Through Darkest Europe is an imagining of what might have happened if the tenets of modern Western civilization took root in the Middle East rather than Europe. The rise of science over superstition, industrialization, the Enlightenment...move all that to places like Egypt, Syria, Iraq, and Turkey. Meanwhile Europe becomes a backwater that breeds unrest and discontent.
The book has plenty of references to different history and culture in this alternate world. North America is known as "The Sunset Lands" and makes "Pontiak" vehicles from "Arkansistan." Hitler had no place on the world stage, but there was an equivalently horrific Indian leader who slaughtered the Tamil people. Rather than feet or meters, measurements are made in cubits. Turtledove always spins an intriguing world, and this is no exception. However, the most notable thing about this alternate world is not the differences from reality, but the similarities.
Turtledove could have created a very different world with those assumptions, but instead he chose to make it very nearly a mirror image of our own. Islam and Christianity switch places, with terrorist followers of Thomas Aquinas taking the place of Muslim extremists. Italy is largely a mirror of our Afghanistan, with a weak central government holding onto Rome but little else. Christian extremists from all over Europe pour into Italy, bringing rebellion and assassination with them.

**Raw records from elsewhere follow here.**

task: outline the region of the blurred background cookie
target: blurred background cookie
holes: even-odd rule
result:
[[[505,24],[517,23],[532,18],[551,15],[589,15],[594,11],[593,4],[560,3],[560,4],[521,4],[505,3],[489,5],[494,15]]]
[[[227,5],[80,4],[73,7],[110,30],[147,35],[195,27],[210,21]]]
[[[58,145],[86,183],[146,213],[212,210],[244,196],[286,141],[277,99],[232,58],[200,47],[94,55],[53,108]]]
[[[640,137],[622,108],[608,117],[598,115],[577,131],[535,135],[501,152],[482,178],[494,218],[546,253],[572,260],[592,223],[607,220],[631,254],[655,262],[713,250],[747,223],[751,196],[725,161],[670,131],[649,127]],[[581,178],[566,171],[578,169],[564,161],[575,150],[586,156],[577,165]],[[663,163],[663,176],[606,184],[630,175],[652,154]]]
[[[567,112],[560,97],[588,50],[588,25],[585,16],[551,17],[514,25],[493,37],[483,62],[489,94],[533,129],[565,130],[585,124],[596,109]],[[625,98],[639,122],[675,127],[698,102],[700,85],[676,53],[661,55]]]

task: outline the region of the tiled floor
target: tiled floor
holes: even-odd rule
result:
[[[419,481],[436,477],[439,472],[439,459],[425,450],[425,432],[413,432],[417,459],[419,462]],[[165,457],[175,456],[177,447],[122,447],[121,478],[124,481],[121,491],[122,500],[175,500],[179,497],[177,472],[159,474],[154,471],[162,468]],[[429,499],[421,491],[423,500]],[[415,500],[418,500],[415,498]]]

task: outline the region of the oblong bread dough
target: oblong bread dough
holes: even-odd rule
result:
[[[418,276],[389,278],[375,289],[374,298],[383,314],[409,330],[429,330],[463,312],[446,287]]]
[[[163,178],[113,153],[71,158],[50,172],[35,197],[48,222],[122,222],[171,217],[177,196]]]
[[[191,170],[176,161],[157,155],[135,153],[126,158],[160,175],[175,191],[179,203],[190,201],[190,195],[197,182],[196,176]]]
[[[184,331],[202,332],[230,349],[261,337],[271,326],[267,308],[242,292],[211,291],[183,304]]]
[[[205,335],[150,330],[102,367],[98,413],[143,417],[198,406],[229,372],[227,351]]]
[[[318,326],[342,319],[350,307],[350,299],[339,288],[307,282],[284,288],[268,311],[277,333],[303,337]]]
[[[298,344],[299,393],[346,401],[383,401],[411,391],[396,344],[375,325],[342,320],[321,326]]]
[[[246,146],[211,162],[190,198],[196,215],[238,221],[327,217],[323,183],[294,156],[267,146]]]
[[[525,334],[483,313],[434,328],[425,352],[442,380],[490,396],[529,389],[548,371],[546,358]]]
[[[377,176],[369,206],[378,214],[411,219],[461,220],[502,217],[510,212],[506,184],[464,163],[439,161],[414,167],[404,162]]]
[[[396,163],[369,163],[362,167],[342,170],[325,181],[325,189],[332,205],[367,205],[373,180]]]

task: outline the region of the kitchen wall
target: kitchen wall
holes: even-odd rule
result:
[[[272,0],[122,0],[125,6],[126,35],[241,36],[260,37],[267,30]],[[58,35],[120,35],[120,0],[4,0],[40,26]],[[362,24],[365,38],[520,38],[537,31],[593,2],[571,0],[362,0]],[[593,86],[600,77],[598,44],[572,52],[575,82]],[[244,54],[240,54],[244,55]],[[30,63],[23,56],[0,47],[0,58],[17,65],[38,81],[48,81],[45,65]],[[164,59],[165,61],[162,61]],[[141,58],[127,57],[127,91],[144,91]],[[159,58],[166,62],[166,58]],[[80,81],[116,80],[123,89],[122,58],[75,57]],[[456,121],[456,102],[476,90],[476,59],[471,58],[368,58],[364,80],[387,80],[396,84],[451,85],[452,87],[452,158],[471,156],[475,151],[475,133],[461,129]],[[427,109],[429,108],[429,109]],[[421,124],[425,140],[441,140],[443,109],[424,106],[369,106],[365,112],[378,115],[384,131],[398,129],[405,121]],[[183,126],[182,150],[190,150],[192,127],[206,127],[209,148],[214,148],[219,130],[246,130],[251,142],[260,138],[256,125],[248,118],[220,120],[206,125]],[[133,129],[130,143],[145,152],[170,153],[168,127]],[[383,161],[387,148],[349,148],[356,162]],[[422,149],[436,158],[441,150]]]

I like the switching of religious and cultural affiliation between the forces of order and terror. It makes the reader think more about the underlying causes of unrest. Turtledove makes it clear that the religion itself isn't to blame, in either case. You can use words from the holy books to support peace or war, order or chaos, love for your fellow man or hatred. It's the character of the people using those words, and the societal influences that shape those people, that makes the difference.
Through Darkest Europe isn't as epic as some of Turtledove's work (see Worldwar), but it doesn't need to be to accomplish its purpose: give the reader an opportunity to consider how unrest and extremism can rise from any culture or religion, given the wrong conditions. An important message, and I encourage others to read it for themselves.